P(Spam|message): 1.3481290211300841e-25
P(Ham|message): 1.9368049028589875e-27
Label: Spam


In [15]:
classify("Sounds good, Tom, then see u there")

P(Spam|message): 2.4372375665888117e-25
P(Ham|message): 3.687530435009238e-21
Label: Ham


## Measuring the Spam Filter's accuracy

We'll now try to determine how well the spam filter does on our test set of 1,114 messages.

In [16]:
# create function that returns Ham or Spam
def classify_test_set(message):

    message = re.sub('\W', ' ', message)
    message = message.lower()
    message = message.split()

    p_spam_given_message = p_spam
    p_ham_given_message = p_ham
    
    for word in message:
        if word in spam_param:
            p_spam_given_message *= spam_param[word]
        if word in ham_param:
            p_ham_given_message *= ham_param[word]

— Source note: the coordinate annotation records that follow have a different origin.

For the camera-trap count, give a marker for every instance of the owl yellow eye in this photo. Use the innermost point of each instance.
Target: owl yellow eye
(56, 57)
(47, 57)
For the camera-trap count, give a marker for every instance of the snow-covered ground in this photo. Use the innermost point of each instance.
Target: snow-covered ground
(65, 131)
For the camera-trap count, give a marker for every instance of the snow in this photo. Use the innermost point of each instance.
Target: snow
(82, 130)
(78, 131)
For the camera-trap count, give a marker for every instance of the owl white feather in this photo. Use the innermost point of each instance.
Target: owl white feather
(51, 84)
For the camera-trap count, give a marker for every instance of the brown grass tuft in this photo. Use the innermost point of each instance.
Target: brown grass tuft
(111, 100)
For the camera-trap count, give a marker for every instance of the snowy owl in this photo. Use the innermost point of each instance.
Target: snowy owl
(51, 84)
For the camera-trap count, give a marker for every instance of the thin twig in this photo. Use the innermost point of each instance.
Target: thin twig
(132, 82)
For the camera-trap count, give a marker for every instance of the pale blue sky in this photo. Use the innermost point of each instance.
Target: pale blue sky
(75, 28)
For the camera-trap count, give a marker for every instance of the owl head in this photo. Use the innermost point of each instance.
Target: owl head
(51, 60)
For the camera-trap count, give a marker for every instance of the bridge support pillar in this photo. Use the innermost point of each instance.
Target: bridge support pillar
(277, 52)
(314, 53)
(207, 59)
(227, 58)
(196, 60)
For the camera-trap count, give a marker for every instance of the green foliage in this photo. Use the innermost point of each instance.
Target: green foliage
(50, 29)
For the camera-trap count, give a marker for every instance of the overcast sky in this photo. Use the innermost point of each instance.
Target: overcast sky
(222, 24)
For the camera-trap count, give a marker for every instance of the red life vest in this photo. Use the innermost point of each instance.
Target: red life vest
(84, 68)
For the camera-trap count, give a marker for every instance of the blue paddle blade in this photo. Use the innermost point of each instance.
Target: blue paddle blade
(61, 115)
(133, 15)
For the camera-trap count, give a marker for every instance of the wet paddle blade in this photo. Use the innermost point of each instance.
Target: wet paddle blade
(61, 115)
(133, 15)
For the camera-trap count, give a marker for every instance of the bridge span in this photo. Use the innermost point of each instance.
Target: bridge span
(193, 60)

    if p_ham_given_message > p_spam_given_message:
        return 'ham'
    elif p_ham_given_message < p_spam_given_message:
        return 'spam'
    else:
        return 'need human clarification'

In [17]:
testing_set['Predicted'] = testing_set['SMS'].apply(classify_test_set)
testing_set.head()

Unnamed: 0,Label,SMS,Predicted
0,ham,Later i guess. I needa do mcat study too.,ham
1,ham,But i haf enuff space got like 4 mb...,ham
2,spam,Had your mobile 10 mths? Update to latest Oran...,spam
3,ham,All sounds good. Fingers . Makes it difficult ...,ham
4,ham,"All done, all handed in. Don't know if mega sh...",ham


We will now measure the accuracy of our function.

In [18]:
correct = 0
total = len(testing_set)

for row in testing_set.iterrows():
    row = row[1]
    if row['Label'] == row['Predicted']:
        correct+=1

print('Correct: ', correct)
print('Incorrect: ', total - correct)
print('Accuracy: ', correct / total)

Correct:  1100
Incorrect:  14
Accuracy:  0.9874326750448833


Our program was able to execute with 98% accuracy which is a success in my book.

## Conclusion

In this project, we managed to build a spam filter for SMS messages using the multinomial Naive Bayes algorithm. The filter had an accuracy of 98.74% on the test set, which is an excellent result. We initially aimed for an accuracy of over 80%, but we managed to do way better than that.